Phil Fasano, executive vice president and chief information officer at Kaiser Permanente, emphasized during a short speech at Health Datapalooza in Washington, D.C. this week that KP has no plans to share their patient's personal health information via the API.

In the future, the platform will make it easier for developers to pull in self-tracking data to Interchange. A logo in KP's whitepaper about Interchange suggests activity trackers Fitbit and Jawbone, and gamified kids activity platform Zamzee, could be initial partners. That activity data will be shared back to Kaiser Permanente, according to the Interchange FAQ page.

"We hope that individuals gain greater benefit from their devices by understanding how sharing and combining data may help them make healthy choices throughout the day," the FAQ states. "For example, APIs may allow a developer to create a mobile app that combines individually generated data from a consumer device (e.g. Jawbone UP, Fitbit Flex and BodyMedia Core) with locations of restaurants to recommend food choices based on calories burned throughout the day. Another example may allow care providers better insight into their patients' health habits by providing real and self-reported levels of exercise between doctor's visits."

The organization is also planning to make public research publications available through the API.

Interchange is similar to a Aetna's CarePass initiative, which also includes an open API, and also has a stated goal of creating an integrated mobile health experience in the future.

"We’re excited to see what developers come up with as we open up secure, public data sets," Fasano said in a statement. "Imagine being able to download a mobile app so customized that it shows you nearby restaurants that cater to your healthy lifestyle and offers food suggestions based on the amount of activity you have completed in the last week, your nutrition plan and friends' reviews. Once you've finished your meal, a device synced to your app reports your blood-sugar levels and reminds you to pick up insulin, then tells you the nearest Kaiser Permanente pharmacy where you can pick it up. Interchange by Kaiser Permanente is the beginning of that possibility."

KP offers a number of apps already that could be integrated into this system in the future.
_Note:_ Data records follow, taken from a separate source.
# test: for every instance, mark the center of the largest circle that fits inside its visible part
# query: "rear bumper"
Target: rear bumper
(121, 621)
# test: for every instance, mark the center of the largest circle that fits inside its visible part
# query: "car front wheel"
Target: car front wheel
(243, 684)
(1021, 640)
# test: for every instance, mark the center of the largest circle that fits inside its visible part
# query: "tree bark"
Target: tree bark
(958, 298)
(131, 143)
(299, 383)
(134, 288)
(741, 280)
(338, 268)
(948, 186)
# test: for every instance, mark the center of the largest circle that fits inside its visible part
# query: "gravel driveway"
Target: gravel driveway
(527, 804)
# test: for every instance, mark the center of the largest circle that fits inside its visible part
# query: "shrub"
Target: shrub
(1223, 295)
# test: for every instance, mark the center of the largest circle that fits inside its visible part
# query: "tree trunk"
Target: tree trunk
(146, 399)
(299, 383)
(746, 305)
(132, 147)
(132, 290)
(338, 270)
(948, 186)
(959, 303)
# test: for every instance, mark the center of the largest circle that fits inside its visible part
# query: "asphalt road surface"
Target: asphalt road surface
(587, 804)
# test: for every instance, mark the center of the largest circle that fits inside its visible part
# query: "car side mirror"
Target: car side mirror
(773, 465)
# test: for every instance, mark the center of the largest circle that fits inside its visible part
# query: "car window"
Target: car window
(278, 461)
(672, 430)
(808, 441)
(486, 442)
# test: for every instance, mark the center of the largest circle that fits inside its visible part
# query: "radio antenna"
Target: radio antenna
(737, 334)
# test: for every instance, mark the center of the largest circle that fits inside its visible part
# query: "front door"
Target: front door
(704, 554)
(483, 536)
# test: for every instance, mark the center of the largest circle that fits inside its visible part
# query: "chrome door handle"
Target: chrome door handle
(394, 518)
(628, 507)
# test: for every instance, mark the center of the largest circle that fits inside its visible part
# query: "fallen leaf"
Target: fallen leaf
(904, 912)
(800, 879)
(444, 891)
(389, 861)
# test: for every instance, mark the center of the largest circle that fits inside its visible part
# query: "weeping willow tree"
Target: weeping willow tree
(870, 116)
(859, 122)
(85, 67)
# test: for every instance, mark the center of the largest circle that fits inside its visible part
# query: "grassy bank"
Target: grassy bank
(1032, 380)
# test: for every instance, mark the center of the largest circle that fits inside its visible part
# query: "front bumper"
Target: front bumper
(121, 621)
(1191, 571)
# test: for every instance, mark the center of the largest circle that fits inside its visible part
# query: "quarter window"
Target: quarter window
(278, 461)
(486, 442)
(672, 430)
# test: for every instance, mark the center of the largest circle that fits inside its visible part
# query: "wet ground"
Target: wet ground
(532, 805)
Their PHR app My Health Manager has been downloaded half a million times, according to the company. At HIMSS in New Orleans in March, the company also showcased some wellness apps it was using internally, including a white labelled version of 100Plus called Hopp2It, for its employees.
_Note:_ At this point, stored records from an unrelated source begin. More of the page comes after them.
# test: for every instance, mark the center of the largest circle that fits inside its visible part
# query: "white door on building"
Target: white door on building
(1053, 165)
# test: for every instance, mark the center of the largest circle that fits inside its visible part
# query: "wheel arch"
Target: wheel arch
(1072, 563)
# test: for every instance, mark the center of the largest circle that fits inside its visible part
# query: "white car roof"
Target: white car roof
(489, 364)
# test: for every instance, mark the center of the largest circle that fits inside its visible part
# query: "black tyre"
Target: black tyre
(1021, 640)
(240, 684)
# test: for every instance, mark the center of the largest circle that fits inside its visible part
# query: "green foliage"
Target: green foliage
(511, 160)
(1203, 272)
Kaiser Permanente also recently announced its involvement with another open API project, Open mHealth. Through Open mHealth's Catalyst initiative, Kaiser Permanente in San Diego will work with Ginger.io and Entra Health Systems on a Type 2 diabetes pilot. The pilot will integrate behavioral analysis from Ginger.io’s app and glucose and weight data from the Entra MyGlucoHealth system using Qualcomm’s 2Net platform.

"We have a very talented and dedicated group of innovative clinicians who are working with multiple vendors, all in a single pilot using the Open mHealth architecture. While individual apps alone can provide modest value, it is the coordination of sensing technologies, analytics, behavioral economics, and clinical workflows which constitute the critic al opportunity to create the 'behavioral symphony for wellness' necessary to effectively and persistently modify behaviors to improve the health of a population," John Mattison, CMIO and assistant medical director at Kaiser Permanente.